On Thursday evening, the Dutch television channel VPRO aired Weg Van Nederland, or Out Of The Netherlands, a game show in which five rejected asylum seekers compete to take home $4,000 once they are deported. "Everyone wants to leave now and then. The contenders in this show have to, as they are rejected asylum seekers. Yet they won't go home empty-handed," the promo for the show said.
Cheap entertainment? Shockingly inappropriate? Merely cruel? That is far from what VPRO intended. Instead, Out Of The Netherlands is a harsh critique of the Dutch government's conservative immigration policy. As the show's website reads: "An asylum seeker's life is like a game show. Before you even realize, you're out."
Weg Van Nederland is a pun; the show's title can be read either as "crazy about the Netherlands" or "out of the Netherlands." Contenders answer questions on Dutch culture, cuisine, food and language against the archetypical background of many game shows -- pink walls, a slick host, annoying jingles and cute assistants. "[Contenders] can use their knowledge of the Netherlands one more time to win this box of money, and thanks to an [immigration] procedure that dragged on, they were able to prepare themselves well," host Waldemar Torenstra said. "There are no losers in this show, everyone receives a ticket to their country of origin. And there are additional prizes. What do you think of a trendy, orange bullet-proof vest or a survival packet?" he added.
In a press statement, VPRO Editor Frank Wiering said that the program's creators attempted to show how Dutch these contenders are. "We don't present sad stories, we want to show who these people are, and that it is a shame to let them go. They are real rejected asylum seekers. They are really leaving."
The show's participants are all young and highly educated immigrants who are facing a grim future in their countries of origin.
Gulistan is Kurdish and was born in Armenia. She fled her native country when her brother was killed in prison 11 years ago. She finished high school in the Netherlands, and was about to start law school when her asylum request was rejected. "Not that that high school degree will be of much use now," the program's host cynically commented. To a girl from Cameroon who had been living in the Netherlands for years, he said: "You're about to leave your friends behind. Now you have to return to Cameroon, where you were forced to marry when you were 15. Let's hope your studies in aeronautical engineering will be of some use there."

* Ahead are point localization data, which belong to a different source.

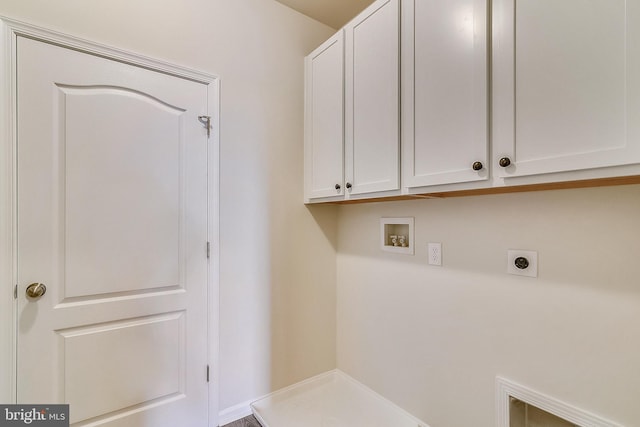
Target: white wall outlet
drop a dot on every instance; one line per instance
(522, 263)
(435, 253)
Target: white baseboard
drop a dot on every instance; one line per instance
(506, 389)
(235, 412)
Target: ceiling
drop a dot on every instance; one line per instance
(334, 13)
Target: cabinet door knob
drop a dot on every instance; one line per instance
(504, 162)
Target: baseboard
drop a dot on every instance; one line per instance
(235, 413)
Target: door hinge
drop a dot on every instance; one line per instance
(206, 121)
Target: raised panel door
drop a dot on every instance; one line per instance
(324, 120)
(112, 218)
(444, 92)
(372, 103)
(566, 85)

While newspapers across Europe picked up on the program and its cynical message, the Associated Press reports that controversy in the Netherlands was sparse. "A possible indication that this country's long-held reputation as a tolerant nation always ready to welcome foreigners is a thing of the past," the AP wrote. In Germany, France and Spain, reporters reacted with shock to the stunt.
Maybe it was Flemish radio journalist Joris Van De Kerckhof who described the message of Out of the Netherlands best: Even if they take home $4,000, "[these contenders] can only lose."